I thought of the quarantine of Jesus, a similar harsh and lonely trial of character and purpose. But that vigil passed in searing desert, not snowy wood. And when, at the end, the devil came with his visions of cities and offers of power, Jesus shunned him. Caleb desired to bid him welcome.

And have no fellowship with the unfruitful ways of darkness. So said the scripture. I had no choice. This marked the end of our friendship. I had to take leave of him. But before I did, I looked down at the catechism he had returned to me. No matter that he lived in a bark hut, his hands ever soiled from bloody hunts and greasy common pots, he somehow had kept the book in the exact condition I had given it him. I pressed it back into those rough hands. “Do not close your heart to Christ, Caleb,” I whispered. “Perhaps he is the one awaiting you out there in the dark.”
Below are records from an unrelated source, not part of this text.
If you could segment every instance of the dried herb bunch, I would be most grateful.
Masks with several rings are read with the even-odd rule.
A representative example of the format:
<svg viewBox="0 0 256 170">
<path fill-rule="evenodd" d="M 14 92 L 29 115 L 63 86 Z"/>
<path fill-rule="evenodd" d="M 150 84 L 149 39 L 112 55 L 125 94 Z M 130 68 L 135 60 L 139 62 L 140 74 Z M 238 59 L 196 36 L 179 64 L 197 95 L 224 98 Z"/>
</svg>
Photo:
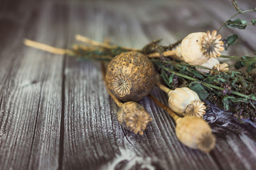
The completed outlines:
<svg viewBox="0 0 256 170">
<path fill-rule="evenodd" d="M 256 81 L 250 75 L 252 70 L 256 68 L 256 55 L 220 55 L 220 51 L 224 48 L 227 50 L 229 46 L 235 45 L 238 35 L 233 34 L 222 40 L 221 36 L 217 35 L 217 33 L 224 27 L 245 29 L 247 25 L 255 26 L 255 19 L 250 21 L 250 24 L 239 18 L 232 19 L 239 14 L 256 11 L 256 8 L 242 11 L 235 1 L 232 2 L 238 12 L 222 24 L 218 31 L 213 31 L 211 35 L 210 32 L 188 35 L 200 42 L 196 45 L 198 51 L 193 52 L 199 54 L 199 58 L 202 60 L 198 63 L 191 60 L 189 52 L 186 52 L 181 40 L 168 46 L 161 45 L 161 40 L 154 40 L 143 49 L 99 42 L 81 35 L 77 35 L 76 39 L 85 44 L 75 45 L 70 50 L 55 48 L 28 40 L 26 40 L 24 43 L 50 52 L 67 54 L 83 60 L 110 61 L 124 52 L 139 52 L 150 58 L 171 89 L 187 86 L 196 91 L 201 101 L 210 101 L 220 108 L 232 111 L 238 118 L 250 119 L 256 122 Z M 184 40 L 188 40 L 186 38 Z M 186 43 L 191 44 L 191 42 L 188 40 Z M 196 47 L 193 43 L 190 46 Z M 245 67 L 247 72 L 229 71 L 226 64 L 219 64 L 216 59 L 213 60 L 216 57 L 237 60 L 235 67 Z M 199 58 L 195 57 L 195 60 L 199 61 Z M 212 62 L 210 60 L 213 60 L 213 62 L 216 64 L 208 66 L 208 62 Z"/>
</svg>

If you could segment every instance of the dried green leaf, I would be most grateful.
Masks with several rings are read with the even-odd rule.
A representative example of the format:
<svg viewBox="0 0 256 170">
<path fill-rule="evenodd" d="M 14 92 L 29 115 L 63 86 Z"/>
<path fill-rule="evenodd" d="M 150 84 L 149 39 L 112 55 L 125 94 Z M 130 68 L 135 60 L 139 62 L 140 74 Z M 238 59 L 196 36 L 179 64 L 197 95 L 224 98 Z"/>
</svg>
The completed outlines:
<svg viewBox="0 0 256 170">
<path fill-rule="evenodd" d="M 224 108 L 226 110 L 228 110 L 229 108 L 230 108 L 230 105 L 231 104 L 231 101 L 230 101 L 230 99 L 235 99 L 235 97 L 234 96 L 224 96 L 223 99 L 223 103 L 224 106 Z"/>
<path fill-rule="evenodd" d="M 256 26 L 256 19 L 252 19 L 251 20 L 252 26 Z"/>
<path fill-rule="evenodd" d="M 200 79 L 203 79 L 203 76 L 201 73 L 199 73 L 199 72 L 193 72 L 193 74 L 196 76 L 197 76 L 197 77 L 198 77 L 198 78 L 200 78 Z"/>
<path fill-rule="evenodd" d="M 194 91 L 198 95 L 199 98 L 204 101 L 209 96 L 209 93 L 203 88 L 203 85 L 196 81 L 191 82 L 189 86 L 189 89 Z"/>
<path fill-rule="evenodd" d="M 236 34 L 233 34 L 228 37 L 227 42 L 228 43 L 228 45 L 234 45 L 238 40 L 238 35 Z"/>
<path fill-rule="evenodd" d="M 247 21 L 245 20 L 240 20 L 240 18 L 237 18 L 234 21 L 228 20 L 225 24 L 225 27 L 228 28 L 235 28 L 240 30 L 244 30 L 246 28 Z"/>
<path fill-rule="evenodd" d="M 169 84 L 171 84 L 174 81 L 174 74 L 171 74 L 171 76 L 169 78 Z"/>
</svg>

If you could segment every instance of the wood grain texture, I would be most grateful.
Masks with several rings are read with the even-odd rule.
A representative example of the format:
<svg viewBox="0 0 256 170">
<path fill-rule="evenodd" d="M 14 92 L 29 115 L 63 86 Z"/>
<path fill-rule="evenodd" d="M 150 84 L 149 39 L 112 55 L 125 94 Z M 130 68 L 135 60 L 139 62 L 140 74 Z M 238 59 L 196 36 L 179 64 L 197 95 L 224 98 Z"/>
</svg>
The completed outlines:
<svg viewBox="0 0 256 170">
<path fill-rule="evenodd" d="M 240 4 L 245 9 L 252 1 Z M 204 154 L 180 143 L 174 121 L 146 97 L 139 103 L 154 120 L 144 135 L 136 135 L 117 121 L 119 108 L 107 94 L 99 63 L 22 44 L 26 38 L 67 48 L 76 42 L 76 34 L 137 48 L 156 38 L 173 43 L 191 32 L 217 29 L 235 13 L 228 3 L 2 1 L 0 169 L 256 169 L 255 123 L 238 123 L 231 113 L 211 105 L 204 119 L 217 144 Z M 220 9 L 214 10 L 213 5 Z M 240 43 L 229 54 L 252 54 L 255 30 L 222 30 L 223 37 L 240 35 Z M 155 87 L 151 94 L 167 105 L 163 91 Z"/>
</svg>

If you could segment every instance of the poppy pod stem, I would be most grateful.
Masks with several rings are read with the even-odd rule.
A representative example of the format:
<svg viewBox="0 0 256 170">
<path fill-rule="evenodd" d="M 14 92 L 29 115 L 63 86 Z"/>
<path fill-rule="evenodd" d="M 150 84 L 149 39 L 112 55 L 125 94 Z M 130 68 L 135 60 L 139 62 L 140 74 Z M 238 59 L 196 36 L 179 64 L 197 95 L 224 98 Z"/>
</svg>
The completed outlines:
<svg viewBox="0 0 256 170">
<path fill-rule="evenodd" d="M 94 45 L 94 46 L 97 46 L 97 47 L 105 47 L 105 48 L 108 48 L 108 49 L 119 47 L 123 50 L 126 50 L 127 51 L 141 51 L 140 49 L 127 47 L 121 47 L 121 46 L 117 46 L 117 45 L 111 45 L 107 42 L 100 42 L 92 40 L 90 38 L 88 38 L 87 37 L 84 37 L 81 35 L 76 35 L 75 40 L 82 42 L 85 42 L 85 43 L 87 43 L 87 44 L 92 45 Z"/>
<path fill-rule="evenodd" d="M 50 46 L 46 44 L 43 44 L 36 41 L 30 40 L 28 39 L 25 39 L 23 43 L 26 46 L 39 49 L 43 51 L 47 51 L 50 53 L 53 53 L 56 55 L 71 55 L 73 53 L 72 51 L 69 50 L 55 47 L 53 46 Z"/>
</svg>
I turned away then because I knew I was about to cry in earnest, and I would not have him see me so. I mounted Speckle and threaded a careful way through the trees, but the world was a blur. I felt sick at heart. I told myself it was wounded pride, merely. I had falsely hoped to turn him from the path he was born to follow, and had failed. I told myself it was natural to regret that this pagan ceremony, whatever its nature, would set him at even greater remove from the gospel.

But this, also: I burned to know what he would know when he entered that spirit world. I recalled, too well, the alien power I had felt that long ago day and night on the cliffs. I have said that I would write only the truth here, and the truth is this: I, Bethia Mayfield, envied this salvage his idolatrous adventure.